When processing data through a schema transformer, validation errors are captured in the output's `errors` property, providing detailed information about any data quality issues or schema violations.

## Error Structure

The validation errors are organized in a tree structure where each path represents a field or nested object in your data.
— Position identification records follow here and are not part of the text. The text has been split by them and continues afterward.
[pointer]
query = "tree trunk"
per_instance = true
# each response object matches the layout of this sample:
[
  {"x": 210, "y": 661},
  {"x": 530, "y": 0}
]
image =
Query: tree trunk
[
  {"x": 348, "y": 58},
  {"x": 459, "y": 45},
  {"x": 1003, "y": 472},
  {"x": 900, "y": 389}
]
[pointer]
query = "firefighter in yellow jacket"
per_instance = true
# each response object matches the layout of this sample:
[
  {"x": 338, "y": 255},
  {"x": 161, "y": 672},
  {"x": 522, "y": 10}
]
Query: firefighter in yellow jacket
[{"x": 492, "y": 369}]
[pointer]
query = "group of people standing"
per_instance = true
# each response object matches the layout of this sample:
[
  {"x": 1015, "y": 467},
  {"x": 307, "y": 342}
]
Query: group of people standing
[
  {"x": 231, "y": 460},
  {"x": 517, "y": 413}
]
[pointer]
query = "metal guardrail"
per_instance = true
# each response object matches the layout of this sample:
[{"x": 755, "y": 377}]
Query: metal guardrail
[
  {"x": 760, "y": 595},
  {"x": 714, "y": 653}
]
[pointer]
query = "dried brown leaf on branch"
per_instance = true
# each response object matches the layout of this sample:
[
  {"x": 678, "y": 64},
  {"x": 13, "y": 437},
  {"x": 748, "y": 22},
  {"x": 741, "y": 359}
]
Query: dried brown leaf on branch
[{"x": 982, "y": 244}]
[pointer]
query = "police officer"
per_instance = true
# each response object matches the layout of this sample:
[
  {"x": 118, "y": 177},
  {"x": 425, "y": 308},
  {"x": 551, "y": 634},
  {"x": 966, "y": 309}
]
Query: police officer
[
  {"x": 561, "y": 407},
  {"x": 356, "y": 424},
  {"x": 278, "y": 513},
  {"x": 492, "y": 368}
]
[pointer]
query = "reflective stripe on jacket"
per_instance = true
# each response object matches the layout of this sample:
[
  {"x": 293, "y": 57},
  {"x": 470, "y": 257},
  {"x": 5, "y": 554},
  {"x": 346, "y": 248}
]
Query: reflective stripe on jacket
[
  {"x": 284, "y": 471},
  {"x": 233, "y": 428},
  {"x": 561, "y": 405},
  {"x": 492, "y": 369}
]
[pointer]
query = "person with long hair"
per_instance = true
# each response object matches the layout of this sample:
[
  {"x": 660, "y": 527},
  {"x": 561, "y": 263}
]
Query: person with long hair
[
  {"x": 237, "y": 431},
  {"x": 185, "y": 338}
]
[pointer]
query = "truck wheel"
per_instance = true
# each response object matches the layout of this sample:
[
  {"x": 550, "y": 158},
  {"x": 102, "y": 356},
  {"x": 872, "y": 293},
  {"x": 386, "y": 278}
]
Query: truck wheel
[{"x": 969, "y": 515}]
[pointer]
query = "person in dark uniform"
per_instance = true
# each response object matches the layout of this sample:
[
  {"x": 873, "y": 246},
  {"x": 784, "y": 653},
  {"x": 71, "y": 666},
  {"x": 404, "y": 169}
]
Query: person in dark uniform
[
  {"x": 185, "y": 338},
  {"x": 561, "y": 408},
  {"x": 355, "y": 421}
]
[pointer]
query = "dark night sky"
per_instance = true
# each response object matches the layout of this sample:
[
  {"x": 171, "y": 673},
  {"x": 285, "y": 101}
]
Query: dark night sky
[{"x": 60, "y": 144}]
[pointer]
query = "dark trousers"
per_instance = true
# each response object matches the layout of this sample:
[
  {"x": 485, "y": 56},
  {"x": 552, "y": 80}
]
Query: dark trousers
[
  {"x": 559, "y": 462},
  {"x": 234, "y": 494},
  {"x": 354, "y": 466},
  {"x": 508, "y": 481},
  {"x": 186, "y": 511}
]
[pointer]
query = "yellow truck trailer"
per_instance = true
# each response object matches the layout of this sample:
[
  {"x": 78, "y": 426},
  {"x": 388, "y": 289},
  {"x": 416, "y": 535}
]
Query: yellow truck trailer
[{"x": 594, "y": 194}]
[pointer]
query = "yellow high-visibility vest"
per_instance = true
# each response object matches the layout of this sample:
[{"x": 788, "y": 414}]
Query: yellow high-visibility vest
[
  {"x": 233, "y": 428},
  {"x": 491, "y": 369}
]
Each leaf node contains an array of `ValidationErrorDetail` objects:

```typescript theme={null}
interface ValidationErrorDetail {
  error_type: string;
  statistics: ErrorStats;
  schema_path: string;
  error_sample: SampleItem[];
  check: any;
}
```

### Error Types

The system recognizes several categories of validation errors:

* **Basic Validation**
  * `pattern`: Value doesn't match the required pattern
  * `required`: Required field is missing
  * `type`: Value doesn't match the expected type
  * `enum`: Value isn't one of the allowed options
  * `array`: Array validation failures
  * `duplicate`: Duplicate value where uniqueness is required

* **Custom Validation**
  * `custom`: Custom validation rule failures
  * `unknown`: Unrecognized validation issues

* **Unsupported Cases**
  * Various `unsupported_*` types for special handling

### Error Statistics

Each error includes detailed statistics about its occurrence:

```typescript theme={null}
interface ErrorStats {
  error_count: number;   // Number of times this error occurred
  null_count: number;    // Number of null values
  total_count: number;   // Total number of records processed
  missing_count: number; // Number of missing values
}
```

### Error Samples

Errors include sample data to help diagnose issues:

```typescript theme={null}
interface SampleItem {
  index: number;  // Index of the record in the source data
  value: any;     // The problematic value
}
```

## Example

Here's an example of how validation errors might appear in the output:

```json theme={null}
{
  "errors": {
    "user": {
      "email": [{
        "error_type": "pattern",
        "statistics": {
          "error_count": 3,
          "null_count": 0,
          "total_count": 100,
          "missing_count": 0
        },
        "schema_path": "user.email",
        "error_sample": [
          { "index": 5, "value": "invalid-email" },
          { "index": 12, "value": "also-invalid" }
        ],
        "check": {
          "pattern": "^[A-Za-z0-9._%+-]+@[A-Za-z0-9.-]+\\.[A-Za-z]{2,}$"
        }
      }],
      "age": [{
        "error_type": "type",
        "statistics": {
          "error_count": 1,
          "null_count": 0,
          "total_count": 100,
          "missing_count": 0
        },
        "schema_path": "user.age",
        "error_sample": [
          { "index": 23, "value": "thirty" }
        ],
        "check": {
          "type": "number"
        }
      }]
    }
  }
}
```

In this example, we can see validation errors for email format and age type conversion, including statistics about how often these errors occur and sample problematic values.